Over the past months, TEMS has reached out across Europe to gather perspectives from media organisations, cultural institutions, associations, and other actors on how they use and manage data in today’s rapidly evolving digital ecosystem. The response has been rich, diverse, and highly instructive.

This consultation is not just a snapshot. It is the starting point of a new phase: one in which TEMS will use these insights to ensure that our work reflects the realities, challenges, and ambitions of those who make and shape media in Europe.

Everything is data in the digital world

The survey confirms that data is no longer a by-product of media activities—it is at the centre of everyday operations. Six broad categories of data, commonly used by the respondents, were identified:

  • Research & Knowledge Data
  • Content & Media Data
  • Rights & Licensing Data
  • Audience, Market & Advertising Data
  • Technical & Industrial Data
  • Official & Administrative Data

Fragmented approaches to strategy and management

When asked about data strategies, organisations revealed three distinct situations: some have no strategy at all, others have partial or fragmented strategies, and a minority have fully implemented frameworks. The main barriers remain limited resources, technical complexity, and a lack of prioritisation at management level.

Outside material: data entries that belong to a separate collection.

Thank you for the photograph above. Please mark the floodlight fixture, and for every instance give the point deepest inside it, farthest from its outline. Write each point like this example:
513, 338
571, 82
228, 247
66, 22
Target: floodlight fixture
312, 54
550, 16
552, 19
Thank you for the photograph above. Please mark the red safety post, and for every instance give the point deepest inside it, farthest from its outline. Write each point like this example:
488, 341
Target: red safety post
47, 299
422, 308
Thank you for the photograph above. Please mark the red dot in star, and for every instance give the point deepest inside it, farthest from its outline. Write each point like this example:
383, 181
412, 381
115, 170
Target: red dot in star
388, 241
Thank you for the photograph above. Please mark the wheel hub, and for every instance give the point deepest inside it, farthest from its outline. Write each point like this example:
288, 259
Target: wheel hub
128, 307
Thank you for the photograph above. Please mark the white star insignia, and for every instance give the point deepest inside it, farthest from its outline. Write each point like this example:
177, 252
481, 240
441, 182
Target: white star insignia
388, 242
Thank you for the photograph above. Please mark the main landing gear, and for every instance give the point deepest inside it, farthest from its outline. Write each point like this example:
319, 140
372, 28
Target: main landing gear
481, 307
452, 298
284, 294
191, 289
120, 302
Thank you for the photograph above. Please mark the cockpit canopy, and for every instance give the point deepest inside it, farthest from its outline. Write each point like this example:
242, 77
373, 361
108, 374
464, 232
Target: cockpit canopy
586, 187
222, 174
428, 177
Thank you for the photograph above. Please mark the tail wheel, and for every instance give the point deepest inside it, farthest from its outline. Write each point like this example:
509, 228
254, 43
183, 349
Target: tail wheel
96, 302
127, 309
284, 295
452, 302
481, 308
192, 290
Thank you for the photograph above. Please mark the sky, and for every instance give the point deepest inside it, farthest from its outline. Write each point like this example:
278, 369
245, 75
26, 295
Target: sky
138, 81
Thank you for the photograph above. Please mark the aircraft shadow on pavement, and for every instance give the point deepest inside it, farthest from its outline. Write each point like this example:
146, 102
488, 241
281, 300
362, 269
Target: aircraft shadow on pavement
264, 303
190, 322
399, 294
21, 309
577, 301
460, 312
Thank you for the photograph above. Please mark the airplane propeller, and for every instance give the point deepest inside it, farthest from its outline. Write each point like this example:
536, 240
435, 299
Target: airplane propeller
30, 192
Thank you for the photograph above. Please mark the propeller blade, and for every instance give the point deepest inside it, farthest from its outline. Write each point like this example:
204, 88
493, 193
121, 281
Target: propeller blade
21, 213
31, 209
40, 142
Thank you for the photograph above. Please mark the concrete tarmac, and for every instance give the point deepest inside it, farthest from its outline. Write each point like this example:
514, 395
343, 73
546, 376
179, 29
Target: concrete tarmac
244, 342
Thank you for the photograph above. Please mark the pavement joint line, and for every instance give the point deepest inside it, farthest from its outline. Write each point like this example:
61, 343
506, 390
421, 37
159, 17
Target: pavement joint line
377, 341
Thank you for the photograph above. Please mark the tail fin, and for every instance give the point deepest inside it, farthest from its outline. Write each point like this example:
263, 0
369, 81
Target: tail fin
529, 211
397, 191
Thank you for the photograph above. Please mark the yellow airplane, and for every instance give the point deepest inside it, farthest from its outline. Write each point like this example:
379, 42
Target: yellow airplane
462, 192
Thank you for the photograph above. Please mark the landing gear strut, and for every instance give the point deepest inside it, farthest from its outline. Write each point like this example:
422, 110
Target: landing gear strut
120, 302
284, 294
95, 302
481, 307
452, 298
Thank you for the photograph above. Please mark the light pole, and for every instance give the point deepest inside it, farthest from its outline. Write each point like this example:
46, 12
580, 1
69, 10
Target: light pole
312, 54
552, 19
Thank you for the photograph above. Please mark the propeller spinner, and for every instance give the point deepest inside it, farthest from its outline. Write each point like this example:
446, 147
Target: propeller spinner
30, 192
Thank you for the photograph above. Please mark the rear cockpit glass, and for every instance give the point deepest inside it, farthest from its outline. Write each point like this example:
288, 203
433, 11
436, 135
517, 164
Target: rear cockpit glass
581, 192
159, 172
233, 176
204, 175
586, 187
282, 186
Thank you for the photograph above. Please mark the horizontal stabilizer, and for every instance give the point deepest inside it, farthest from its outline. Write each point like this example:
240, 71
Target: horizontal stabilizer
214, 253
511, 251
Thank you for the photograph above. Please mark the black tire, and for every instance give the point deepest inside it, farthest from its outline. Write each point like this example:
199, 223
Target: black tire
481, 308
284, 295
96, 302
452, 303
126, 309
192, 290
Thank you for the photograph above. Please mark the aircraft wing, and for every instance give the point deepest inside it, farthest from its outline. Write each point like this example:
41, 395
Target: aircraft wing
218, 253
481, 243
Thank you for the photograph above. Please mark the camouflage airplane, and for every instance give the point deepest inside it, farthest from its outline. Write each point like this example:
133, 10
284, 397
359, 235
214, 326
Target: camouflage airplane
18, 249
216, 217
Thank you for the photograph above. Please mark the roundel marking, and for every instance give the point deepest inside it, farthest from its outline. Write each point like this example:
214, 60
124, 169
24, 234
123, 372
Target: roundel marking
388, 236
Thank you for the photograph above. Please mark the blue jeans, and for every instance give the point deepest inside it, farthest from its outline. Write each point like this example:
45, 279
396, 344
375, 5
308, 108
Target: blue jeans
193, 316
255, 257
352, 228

Data management practices are equally diverse, ranging from dedicated officers to distributed responsibilities. This variety underlines why a common space is needed: individual efforts are not enough.

Pressing challenges

Participants were candid about the obstacles they face: the erosion of business models in the age of free digital content, the integration of AI without losing stability or values, fragmented infrastructures, regulatory asymmetries, financial constraints, and sustainability concerns.

One comment summarised the sector’s dilemma well: “The challenge of effectively monetizing digital content in a context of abundant free content, requiring the implementation of innovative and attractive business models.”

A strong case for a European media data space

Despite the difficulties, there is optimism. Respondents see real value in joining a secure, collaborative data space. Benefits include:

  • Stronger interoperability and standardisation
  • Greater trust and transparency in data use
  • Enhanced negotiating power vis-à-vis dominant global players
  • Opportunities for collaboration, innovation, and collective intelligence
  • A step toward European digital sovereignty

In other words, they see it as a way to strengthen end-user trust through increased transparency and traceability of data exchanged within a secure and controlled framework.

AI vs. Intellectual Property

AI is already part of media workflows, whether for translation, transcription, metadata enrichment, or creative applications. However, adoption is uneven, with organisations ranging from early-stage testers to advanced in-house developers. Restrictions often reflect concerns about privacy, intellectual property, and ethics.

One respondent explained: “AI is used for translation, transcription, voice-to-text, metadata enrichment, and creative tasks — but we restrict it when privacy or intellectual property risks are involved.”

Towards the next phase

The message from the survey is clear: the European media sector is aware of the centrality of data but struggles with fragmentation, resource constraints, and governance gaps. At the same time, there is a strong appetite for collaborative, trusted solutions that reflect European values.

For TEMS, this marks a turning point. The results provide us with a roadmap of real-world needs and priorities. The next phase of our work will be to translate these findings into concrete services, governance models, and safeguards—always with the aim of making data work for media, and not the other way around.

This is just the beginning. By working together, we can build a media data space that strengthens Europe’s media ecosystem, ensures fair value distribution, and fosters innovation grounded in trust.